One of the reasons I chose to train at Winckworth Sherwood was because I wanted a firm which had numerous practice areas and acted for a range of different clients. My training contract did not disappoint.

My first seat was with the Institutional Property team. The prospect was daunting at first – ‘Institutional Property’ isn’t something they teach you on the LPC! However I quickly learnt that their work was a prime example of what I was looking for when I chose to train at Winckworth. The Institutional Property team act for large land-owning institutions such as the Crown, port authorities and train companies. The work often involved standard commercial property work such as leases; rent review; 1954 Act matters and easements. However, because of the nature of the bodies we were working for, the work always involved an extra layer of regulation which separated the Institutional Property team from their Commercial Real Estate colleagues. As a result, I quickly became acquainted with a number of laws and statutes which I would otherwise have never had the chance to read in my whole career – the Armed Forces Act 1996 being one of them!

My second seat was in the Property Dispute Resolution department. Like Institutional Property, the PDR team act for loads of different clients on a whole range of property matters, but the key difference being these matters are contentious in nature rather than transactional. Unfortunately, due to the COVID-19 pandemic, Courts were unable to hear any claims from landlords seeking possession of properties from tenants. This is a key part of the work the PDR team do, and usually a great opportunity for trainees to attend court. However my time with PDR was by no means quiet. During my seat I prepared court forms and statements of case for commercial clients; made without notice injunction applications against tenants of social housing providers; advised clients on their liability when faced with disrepair claims and provided general advice to clients on their positions with regards to the terms of their leases and contracts. It was a challenging and busy seat, but a great experience that I would recommend to all trainees if they have the opportunity. It will certainly allow you to hone your time management skills!

My third seat was with the Employment team. This is an area I have always been interested in and so was a seat I really looked forward to. The Employment department at Winckworth is particularly unique as it’s one of a handful in the City that acts on both contentious and non-contentious matters for both employer and employee clients. As a result you get a real mix of work – ranging from drafting settlement agreements and employee handbooks, to advising on the terms of contracts of employment on the non-contentious side; to drafting Employment Tribunal applications and witness statements on the contentious side. Don’t get me wrong, as with any seat involving the Courts or Tribunals, it has its fair share of bundling, but it’s a good seat and will definitely help you figure out if you want to be a litigator or a transactional lawyer, or if you want to work for individuals or companies.

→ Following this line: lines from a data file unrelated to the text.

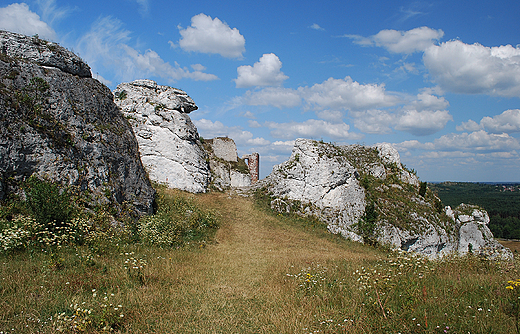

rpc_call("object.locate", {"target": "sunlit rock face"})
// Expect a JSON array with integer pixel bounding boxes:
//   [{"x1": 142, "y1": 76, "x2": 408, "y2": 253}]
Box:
[
  {"x1": 257, "y1": 139, "x2": 512, "y2": 259},
  {"x1": 0, "y1": 32, "x2": 155, "y2": 213},
  {"x1": 114, "y1": 80, "x2": 211, "y2": 193}
]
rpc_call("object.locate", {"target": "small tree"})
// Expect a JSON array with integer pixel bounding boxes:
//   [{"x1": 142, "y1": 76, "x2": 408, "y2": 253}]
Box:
[
  {"x1": 356, "y1": 202, "x2": 378, "y2": 245},
  {"x1": 419, "y1": 182, "x2": 427, "y2": 197}
]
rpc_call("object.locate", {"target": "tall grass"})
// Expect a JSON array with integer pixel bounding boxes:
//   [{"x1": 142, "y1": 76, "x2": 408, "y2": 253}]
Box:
[{"x1": 0, "y1": 184, "x2": 520, "y2": 333}]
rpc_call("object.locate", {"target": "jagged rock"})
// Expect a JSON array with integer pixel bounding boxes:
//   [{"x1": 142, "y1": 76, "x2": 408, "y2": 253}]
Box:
[
  {"x1": 204, "y1": 137, "x2": 251, "y2": 191},
  {"x1": 114, "y1": 80, "x2": 211, "y2": 193},
  {"x1": 257, "y1": 139, "x2": 512, "y2": 259},
  {"x1": 0, "y1": 31, "x2": 92, "y2": 78},
  {"x1": 0, "y1": 32, "x2": 155, "y2": 213}
]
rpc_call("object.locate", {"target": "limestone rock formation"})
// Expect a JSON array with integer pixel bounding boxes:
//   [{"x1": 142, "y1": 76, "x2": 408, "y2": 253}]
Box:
[
  {"x1": 0, "y1": 32, "x2": 155, "y2": 213},
  {"x1": 257, "y1": 139, "x2": 512, "y2": 258},
  {"x1": 204, "y1": 137, "x2": 251, "y2": 191},
  {"x1": 114, "y1": 80, "x2": 211, "y2": 193}
]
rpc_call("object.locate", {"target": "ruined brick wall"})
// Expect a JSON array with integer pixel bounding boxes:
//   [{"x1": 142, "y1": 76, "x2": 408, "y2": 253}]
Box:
[{"x1": 242, "y1": 152, "x2": 260, "y2": 183}]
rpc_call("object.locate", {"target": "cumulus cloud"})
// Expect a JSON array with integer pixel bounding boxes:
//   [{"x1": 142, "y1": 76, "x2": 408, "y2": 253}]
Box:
[
  {"x1": 235, "y1": 53, "x2": 288, "y2": 88},
  {"x1": 0, "y1": 3, "x2": 56, "y2": 41},
  {"x1": 193, "y1": 119, "x2": 271, "y2": 147},
  {"x1": 423, "y1": 41, "x2": 520, "y2": 97},
  {"x1": 36, "y1": 0, "x2": 74, "y2": 25},
  {"x1": 179, "y1": 13, "x2": 246, "y2": 58},
  {"x1": 395, "y1": 109, "x2": 453, "y2": 136},
  {"x1": 457, "y1": 109, "x2": 520, "y2": 134},
  {"x1": 397, "y1": 130, "x2": 520, "y2": 155},
  {"x1": 236, "y1": 87, "x2": 302, "y2": 109},
  {"x1": 309, "y1": 23, "x2": 325, "y2": 31},
  {"x1": 265, "y1": 119, "x2": 362, "y2": 140},
  {"x1": 77, "y1": 16, "x2": 218, "y2": 82},
  {"x1": 350, "y1": 109, "x2": 395, "y2": 134},
  {"x1": 298, "y1": 76, "x2": 400, "y2": 110},
  {"x1": 345, "y1": 27, "x2": 444, "y2": 54},
  {"x1": 349, "y1": 91, "x2": 452, "y2": 136}
]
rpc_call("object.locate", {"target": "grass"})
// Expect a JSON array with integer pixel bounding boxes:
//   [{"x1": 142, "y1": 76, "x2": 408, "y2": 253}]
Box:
[{"x1": 0, "y1": 189, "x2": 518, "y2": 333}]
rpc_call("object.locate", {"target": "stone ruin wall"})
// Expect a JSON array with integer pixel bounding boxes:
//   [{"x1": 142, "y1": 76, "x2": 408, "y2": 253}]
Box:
[{"x1": 242, "y1": 152, "x2": 260, "y2": 183}]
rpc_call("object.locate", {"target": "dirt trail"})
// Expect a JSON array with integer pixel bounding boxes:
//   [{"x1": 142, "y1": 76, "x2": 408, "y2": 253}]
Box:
[{"x1": 194, "y1": 194, "x2": 367, "y2": 296}]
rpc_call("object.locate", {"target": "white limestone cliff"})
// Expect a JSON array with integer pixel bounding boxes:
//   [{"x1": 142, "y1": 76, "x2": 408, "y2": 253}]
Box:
[
  {"x1": 114, "y1": 80, "x2": 211, "y2": 193},
  {"x1": 257, "y1": 139, "x2": 512, "y2": 259}
]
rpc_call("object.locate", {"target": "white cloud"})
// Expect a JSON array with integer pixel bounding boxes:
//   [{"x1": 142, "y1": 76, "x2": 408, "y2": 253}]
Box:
[
  {"x1": 397, "y1": 130, "x2": 520, "y2": 155},
  {"x1": 316, "y1": 110, "x2": 344, "y2": 123},
  {"x1": 455, "y1": 119, "x2": 482, "y2": 132},
  {"x1": 265, "y1": 119, "x2": 362, "y2": 140},
  {"x1": 179, "y1": 13, "x2": 246, "y2": 58},
  {"x1": 349, "y1": 109, "x2": 395, "y2": 134},
  {"x1": 0, "y1": 3, "x2": 56, "y2": 41},
  {"x1": 395, "y1": 109, "x2": 453, "y2": 136},
  {"x1": 345, "y1": 27, "x2": 444, "y2": 54},
  {"x1": 298, "y1": 76, "x2": 400, "y2": 110},
  {"x1": 309, "y1": 23, "x2": 325, "y2": 31},
  {"x1": 240, "y1": 87, "x2": 302, "y2": 109},
  {"x1": 193, "y1": 119, "x2": 271, "y2": 147},
  {"x1": 457, "y1": 109, "x2": 520, "y2": 134},
  {"x1": 77, "y1": 16, "x2": 218, "y2": 82},
  {"x1": 36, "y1": 0, "x2": 74, "y2": 25},
  {"x1": 247, "y1": 119, "x2": 262, "y2": 128},
  {"x1": 423, "y1": 41, "x2": 520, "y2": 97},
  {"x1": 235, "y1": 53, "x2": 288, "y2": 88},
  {"x1": 480, "y1": 109, "x2": 520, "y2": 133}
]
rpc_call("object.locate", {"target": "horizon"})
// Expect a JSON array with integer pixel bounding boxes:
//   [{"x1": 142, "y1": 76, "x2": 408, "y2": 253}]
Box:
[{"x1": 0, "y1": 0, "x2": 520, "y2": 183}]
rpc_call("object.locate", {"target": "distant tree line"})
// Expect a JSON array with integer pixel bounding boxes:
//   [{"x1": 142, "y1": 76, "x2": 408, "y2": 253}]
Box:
[{"x1": 428, "y1": 182, "x2": 520, "y2": 239}]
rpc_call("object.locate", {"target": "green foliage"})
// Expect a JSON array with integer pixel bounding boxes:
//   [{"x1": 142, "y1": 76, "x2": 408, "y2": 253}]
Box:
[
  {"x1": 429, "y1": 182, "x2": 520, "y2": 239},
  {"x1": 24, "y1": 176, "x2": 74, "y2": 227},
  {"x1": 116, "y1": 90, "x2": 128, "y2": 101},
  {"x1": 138, "y1": 191, "x2": 218, "y2": 247},
  {"x1": 355, "y1": 202, "x2": 378, "y2": 245},
  {"x1": 419, "y1": 182, "x2": 428, "y2": 197}
]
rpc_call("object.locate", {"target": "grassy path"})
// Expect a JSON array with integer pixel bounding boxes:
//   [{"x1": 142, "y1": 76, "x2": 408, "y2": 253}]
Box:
[{"x1": 135, "y1": 194, "x2": 374, "y2": 333}]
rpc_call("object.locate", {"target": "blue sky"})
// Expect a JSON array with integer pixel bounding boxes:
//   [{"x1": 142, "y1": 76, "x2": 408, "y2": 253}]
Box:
[{"x1": 0, "y1": 0, "x2": 520, "y2": 182}]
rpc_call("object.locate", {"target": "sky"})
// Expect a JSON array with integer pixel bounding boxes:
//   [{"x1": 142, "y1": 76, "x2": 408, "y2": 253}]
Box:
[{"x1": 0, "y1": 0, "x2": 520, "y2": 182}]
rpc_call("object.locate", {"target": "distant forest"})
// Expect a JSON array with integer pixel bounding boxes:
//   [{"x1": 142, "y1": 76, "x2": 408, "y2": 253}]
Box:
[{"x1": 428, "y1": 182, "x2": 520, "y2": 239}]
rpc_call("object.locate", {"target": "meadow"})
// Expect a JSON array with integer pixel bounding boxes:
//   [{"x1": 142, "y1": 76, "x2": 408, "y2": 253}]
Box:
[{"x1": 0, "y1": 181, "x2": 520, "y2": 334}]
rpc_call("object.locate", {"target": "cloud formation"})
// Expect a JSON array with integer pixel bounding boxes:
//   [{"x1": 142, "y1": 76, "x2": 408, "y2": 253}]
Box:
[
  {"x1": 0, "y1": 3, "x2": 56, "y2": 41},
  {"x1": 178, "y1": 13, "x2": 246, "y2": 58},
  {"x1": 298, "y1": 76, "x2": 400, "y2": 110},
  {"x1": 265, "y1": 119, "x2": 363, "y2": 140},
  {"x1": 457, "y1": 109, "x2": 520, "y2": 134},
  {"x1": 423, "y1": 41, "x2": 520, "y2": 97},
  {"x1": 77, "y1": 16, "x2": 218, "y2": 82},
  {"x1": 345, "y1": 27, "x2": 444, "y2": 54},
  {"x1": 235, "y1": 53, "x2": 288, "y2": 88}
]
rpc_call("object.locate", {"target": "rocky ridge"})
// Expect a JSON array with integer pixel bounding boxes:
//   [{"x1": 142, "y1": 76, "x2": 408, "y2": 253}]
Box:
[
  {"x1": 0, "y1": 31, "x2": 155, "y2": 213},
  {"x1": 257, "y1": 139, "x2": 512, "y2": 259},
  {"x1": 114, "y1": 80, "x2": 251, "y2": 193}
]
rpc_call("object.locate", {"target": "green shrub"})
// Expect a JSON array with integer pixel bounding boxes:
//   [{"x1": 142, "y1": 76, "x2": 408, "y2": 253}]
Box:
[
  {"x1": 24, "y1": 176, "x2": 74, "y2": 230},
  {"x1": 138, "y1": 191, "x2": 218, "y2": 247}
]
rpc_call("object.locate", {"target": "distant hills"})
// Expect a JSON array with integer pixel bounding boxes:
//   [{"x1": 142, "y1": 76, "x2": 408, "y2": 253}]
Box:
[{"x1": 428, "y1": 182, "x2": 520, "y2": 239}]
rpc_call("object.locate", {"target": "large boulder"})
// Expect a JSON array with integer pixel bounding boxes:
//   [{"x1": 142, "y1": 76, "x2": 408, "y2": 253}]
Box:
[
  {"x1": 114, "y1": 80, "x2": 211, "y2": 193},
  {"x1": 257, "y1": 139, "x2": 512, "y2": 259},
  {"x1": 0, "y1": 32, "x2": 155, "y2": 213}
]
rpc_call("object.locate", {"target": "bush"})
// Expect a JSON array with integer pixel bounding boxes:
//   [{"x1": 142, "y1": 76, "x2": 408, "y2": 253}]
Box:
[
  {"x1": 24, "y1": 176, "x2": 74, "y2": 231},
  {"x1": 139, "y1": 191, "x2": 218, "y2": 247}
]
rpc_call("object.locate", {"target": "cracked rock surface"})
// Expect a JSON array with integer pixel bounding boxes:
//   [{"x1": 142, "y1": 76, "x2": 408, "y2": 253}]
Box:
[
  {"x1": 0, "y1": 32, "x2": 155, "y2": 213},
  {"x1": 257, "y1": 139, "x2": 512, "y2": 259},
  {"x1": 114, "y1": 80, "x2": 211, "y2": 193}
]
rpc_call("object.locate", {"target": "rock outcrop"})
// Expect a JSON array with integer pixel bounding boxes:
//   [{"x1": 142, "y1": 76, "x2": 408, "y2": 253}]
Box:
[
  {"x1": 257, "y1": 139, "x2": 512, "y2": 259},
  {"x1": 204, "y1": 137, "x2": 251, "y2": 191},
  {"x1": 114, "y1": 80, "x2": 211, "y2": 193},
  {"x1": 0, "y1": 32, "x2": 155, "y2": 213}
]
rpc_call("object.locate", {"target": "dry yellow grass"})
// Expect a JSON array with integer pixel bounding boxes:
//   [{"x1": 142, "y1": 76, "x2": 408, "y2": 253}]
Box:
[{"x1": 124, "y1": 193, "x2": 376, "y2": 333}]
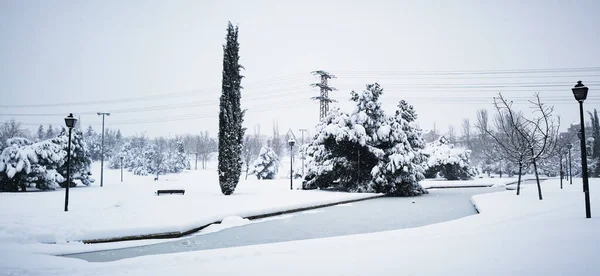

My fourth and final seat was in the Education department. Like with some of the other departments at Winckworth, Education is not something they typically teach you in law school! But I quickly learnt that the Education department isn’t just about working on matters of education law – rather it’s about working on all areas of law, but in an education context. I for example was based in the Schools HR team – a sub-team of the Education department that specifically provides employment law advice to schools and other educational institutions. But the department also has teams that deal with property law, academy conversions, and general school support matters (which can range from queries on exam grades and assessments, to exclusions, to making arrangements for students with special educational needs). It’s a fantastically varied team which has something for everyone and is one that I would highly recommend to anyone who comes to train at WS. Although I will admit that I may be slightly biased as I’m qualifying into the Schools HR team in September 2021!

There’s a reason a large number of the firm’s Partners have trained at Winckworth. The work is interesting, the clients are varied, and the staff – be it Partners or support staff – are all amazing in their efforts to help trainees as much as they can. Importantly, the age-old tale of trainees becoming very well acquainted with the photocopier isn’t true here. Two years on and I’m pleased to report that I learnt a great deal more about the law than I did the printer!